Medikamente von

Aufputschen für die Arbeit

Fünf Prozent der Deutschen haben Medikamente zur Leistungssteigerung genommen

Mann nimmt Kokain © Bild: Corbis

Deutsche fehlen wegen Suchtmittelkonsums immer häufiger im Job. Die Betroffenen sind im Schnitt dreimal so lange krankgeschrieben wie Arbeitnehmer, die aus anderen Gründen arbeitsunfähig sind.
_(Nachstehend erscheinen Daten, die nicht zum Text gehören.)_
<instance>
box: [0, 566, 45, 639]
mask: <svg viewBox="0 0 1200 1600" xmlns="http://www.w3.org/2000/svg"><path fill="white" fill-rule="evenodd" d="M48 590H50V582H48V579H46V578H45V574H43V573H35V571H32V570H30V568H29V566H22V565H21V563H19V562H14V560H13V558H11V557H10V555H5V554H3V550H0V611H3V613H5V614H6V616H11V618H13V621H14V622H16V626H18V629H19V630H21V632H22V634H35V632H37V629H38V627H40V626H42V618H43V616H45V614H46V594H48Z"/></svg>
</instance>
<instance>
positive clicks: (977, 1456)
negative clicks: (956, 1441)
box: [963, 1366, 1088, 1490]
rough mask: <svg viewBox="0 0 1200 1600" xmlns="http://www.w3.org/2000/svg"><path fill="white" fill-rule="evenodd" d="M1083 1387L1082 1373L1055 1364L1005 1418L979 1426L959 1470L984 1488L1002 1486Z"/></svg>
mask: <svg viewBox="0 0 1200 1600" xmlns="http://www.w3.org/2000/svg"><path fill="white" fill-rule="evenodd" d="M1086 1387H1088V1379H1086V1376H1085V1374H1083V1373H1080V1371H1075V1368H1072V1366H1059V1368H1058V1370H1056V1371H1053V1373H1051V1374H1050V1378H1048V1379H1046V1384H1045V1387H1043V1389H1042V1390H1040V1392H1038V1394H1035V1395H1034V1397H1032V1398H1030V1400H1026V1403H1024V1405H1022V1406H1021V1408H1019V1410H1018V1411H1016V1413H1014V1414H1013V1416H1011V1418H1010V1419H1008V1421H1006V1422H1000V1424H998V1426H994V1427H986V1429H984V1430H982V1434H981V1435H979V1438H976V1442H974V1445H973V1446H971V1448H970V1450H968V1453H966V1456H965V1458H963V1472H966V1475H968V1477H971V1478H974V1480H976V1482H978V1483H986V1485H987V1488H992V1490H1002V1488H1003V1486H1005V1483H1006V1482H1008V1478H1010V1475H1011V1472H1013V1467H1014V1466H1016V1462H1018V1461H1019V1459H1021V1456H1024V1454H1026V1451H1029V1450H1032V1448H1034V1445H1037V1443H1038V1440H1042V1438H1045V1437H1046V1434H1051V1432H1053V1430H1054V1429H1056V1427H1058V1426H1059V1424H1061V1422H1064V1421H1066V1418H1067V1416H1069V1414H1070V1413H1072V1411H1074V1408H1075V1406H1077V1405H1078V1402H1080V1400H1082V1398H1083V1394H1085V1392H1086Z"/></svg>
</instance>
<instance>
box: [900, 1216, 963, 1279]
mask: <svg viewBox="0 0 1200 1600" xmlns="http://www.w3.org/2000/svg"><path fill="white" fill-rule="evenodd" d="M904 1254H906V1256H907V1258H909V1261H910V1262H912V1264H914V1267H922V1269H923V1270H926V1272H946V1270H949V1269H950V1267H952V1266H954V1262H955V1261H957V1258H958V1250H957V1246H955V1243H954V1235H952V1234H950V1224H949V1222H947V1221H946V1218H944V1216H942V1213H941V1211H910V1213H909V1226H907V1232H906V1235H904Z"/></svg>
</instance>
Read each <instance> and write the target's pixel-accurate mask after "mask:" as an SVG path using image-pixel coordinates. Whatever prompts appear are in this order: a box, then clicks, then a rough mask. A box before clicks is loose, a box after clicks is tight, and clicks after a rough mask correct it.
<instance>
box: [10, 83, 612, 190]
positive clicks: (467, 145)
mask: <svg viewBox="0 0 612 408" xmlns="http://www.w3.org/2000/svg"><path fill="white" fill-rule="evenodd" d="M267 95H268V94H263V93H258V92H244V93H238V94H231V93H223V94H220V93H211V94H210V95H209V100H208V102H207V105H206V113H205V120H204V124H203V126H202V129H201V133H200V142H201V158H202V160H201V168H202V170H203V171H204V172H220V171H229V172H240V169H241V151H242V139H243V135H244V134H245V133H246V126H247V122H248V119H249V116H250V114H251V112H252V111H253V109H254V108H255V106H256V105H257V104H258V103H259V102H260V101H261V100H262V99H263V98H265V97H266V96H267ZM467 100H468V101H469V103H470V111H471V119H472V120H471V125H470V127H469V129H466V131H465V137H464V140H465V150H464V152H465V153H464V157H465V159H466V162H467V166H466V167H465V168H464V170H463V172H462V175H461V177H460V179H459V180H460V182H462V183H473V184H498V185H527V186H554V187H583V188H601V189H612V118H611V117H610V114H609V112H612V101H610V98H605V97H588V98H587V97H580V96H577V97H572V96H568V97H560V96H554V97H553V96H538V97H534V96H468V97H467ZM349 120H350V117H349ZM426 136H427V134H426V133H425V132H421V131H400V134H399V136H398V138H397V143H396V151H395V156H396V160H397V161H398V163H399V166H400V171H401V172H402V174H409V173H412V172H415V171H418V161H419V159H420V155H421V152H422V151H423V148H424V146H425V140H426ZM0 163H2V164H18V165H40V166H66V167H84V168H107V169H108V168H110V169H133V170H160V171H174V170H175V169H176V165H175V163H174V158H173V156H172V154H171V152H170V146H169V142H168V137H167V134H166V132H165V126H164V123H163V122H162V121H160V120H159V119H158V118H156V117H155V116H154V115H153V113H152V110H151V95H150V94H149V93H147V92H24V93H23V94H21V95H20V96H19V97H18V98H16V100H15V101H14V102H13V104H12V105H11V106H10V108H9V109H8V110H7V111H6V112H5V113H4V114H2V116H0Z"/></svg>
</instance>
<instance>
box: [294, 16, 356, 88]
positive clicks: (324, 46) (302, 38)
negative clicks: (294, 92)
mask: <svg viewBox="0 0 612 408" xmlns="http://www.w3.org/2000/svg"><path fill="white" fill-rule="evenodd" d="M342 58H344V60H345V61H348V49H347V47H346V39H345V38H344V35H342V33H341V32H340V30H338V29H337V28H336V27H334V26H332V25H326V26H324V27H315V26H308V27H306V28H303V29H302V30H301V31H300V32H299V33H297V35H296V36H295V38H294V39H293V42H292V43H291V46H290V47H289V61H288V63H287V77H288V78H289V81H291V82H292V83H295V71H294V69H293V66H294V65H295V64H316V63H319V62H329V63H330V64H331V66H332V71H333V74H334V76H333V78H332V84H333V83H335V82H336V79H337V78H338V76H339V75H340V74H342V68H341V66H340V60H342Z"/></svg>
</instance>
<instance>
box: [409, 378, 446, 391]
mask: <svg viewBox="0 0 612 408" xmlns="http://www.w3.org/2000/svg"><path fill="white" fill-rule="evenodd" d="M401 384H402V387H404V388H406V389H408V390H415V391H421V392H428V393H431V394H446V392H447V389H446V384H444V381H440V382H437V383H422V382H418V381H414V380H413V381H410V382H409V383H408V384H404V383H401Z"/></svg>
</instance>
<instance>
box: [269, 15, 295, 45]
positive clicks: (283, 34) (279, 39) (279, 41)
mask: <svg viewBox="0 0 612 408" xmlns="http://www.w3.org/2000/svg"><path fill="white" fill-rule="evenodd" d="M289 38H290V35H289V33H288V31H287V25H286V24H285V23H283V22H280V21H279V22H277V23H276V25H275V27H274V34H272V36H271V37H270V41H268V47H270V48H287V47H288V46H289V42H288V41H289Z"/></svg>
Das geht aus dem "Fehlzeiten-Report 2013" hervor, den das Wissenschaftliche Institut der deutschen Krankenkasse AOK am Donnerstag in Berlin veröffentlichte. Besonders leistungssteigernde Aufputschmittel kommen immer mehr in Mode.

Nach der Studie haben immerhin schon fünf Prozent der bei der AOK versicherten Arbeitnehmer in den vergangenen zwölf Monaten Medikamente - etwa Psychopharmaka oder Amphetamine - zur Leistungssteigerung bei der Arbeit eingenommen. Bei den unter 30-Jährigen waren es mehr als acht Prozent. Es gibt aber vermutlich eine hohe Dunkelziffer.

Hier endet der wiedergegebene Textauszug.